This MSH4.1 is quite different to the MSH2.2 generated by Gmsh two years ago. (I can get the same today with -format msh2.) Note that the MSH4.1 has not duplicated the left element.

The problem is that meshio.read doesn't read this MSH4.1 correctly. It doesn't complain but

>>> mesh.cells
{'line': array([[0, 1],
       [1, 2]])}
>>> mesh.cell_data
{'line': {'gmsh:physical': array([1, 2])}}

The cells are right but the membership of line cell 1 in "gmsh:physical" 2 is lost. I suspect this is the same as one or more of the issues listed above yesterday.

gdmcbain avatar Jan 06 '20 23:01 gdmcbain

For points / cells that are "tagged" with multiple sets,

  1. The 1st point_data / cell_data method requires creating intersections of sets (as MED does)
  2. The 2nd "explicit enumerations of points / cell id's" method naturally covers the possibilities of having several sets that contain the same point / cell.

Yes.

I think the 1st representation is natural for MEDIT and MSH2, but it's definitely defective for MED and MSH4.1, maybe Exodus II, XDMF, …

There's not much benefit for MEDIT & MSH2 in using the second representation that I can think of. Possibly convenient for meshio in not having two representations, but then if read-writing MEDIT/MSH2, it would mean a pointless roundtrip conversion between first and second representations.

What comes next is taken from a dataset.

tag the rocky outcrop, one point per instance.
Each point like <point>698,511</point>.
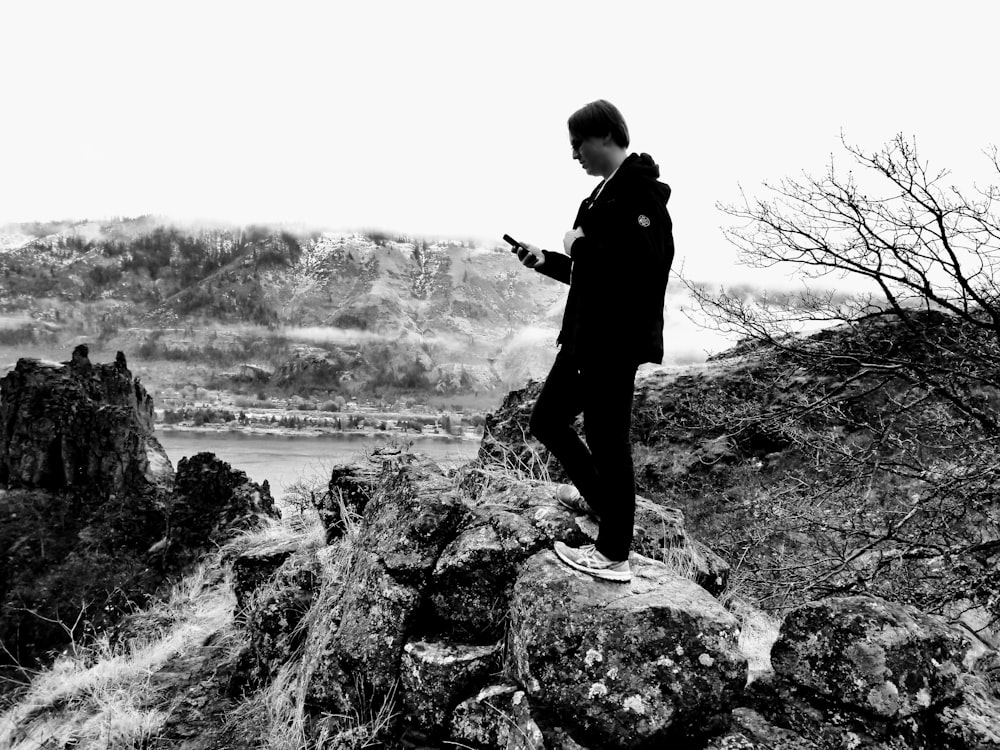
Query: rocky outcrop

Maybe not that big a negative, but meanwhile: would it be a reasonable step to just get all the meshio implementations of the second representation into line under the banner of ‘uniformation of point / cell sets among formats’. Then after that we can think about whether the first representation can be dropped from formats for which it's adequate.

gdmcbain avatar Jan 06 '20 23:01 gdmcbain

I wouldn't worry about MSH2.2 at all. So yeah, let's see if we can get representation 2 to work. Let's best start with those formats where it's native.

nschloe avatar Jan 06 '20 23:01 nschloe

I mostly mentioned MSH2.2 as our current implementation of MSH4.1 basically coerces the latter into the former.

Also though MSH2.2 is still the latest MSH version written by Gmsh 3.0.6 which is the one in the official Ubuntu package for Ubuntu 18.04, the latest Ubuntu LTS.

MSH2.2 was an important format for many years so there are a few meshes out there written in it; e.g. scikit-fem/docs/examples/box.msh.

I don't think we need to touch it here though, no.

gdmcbain avatar Jan 06 '20 23:01 gdmcbain

I don't think we need to touch it here though, no.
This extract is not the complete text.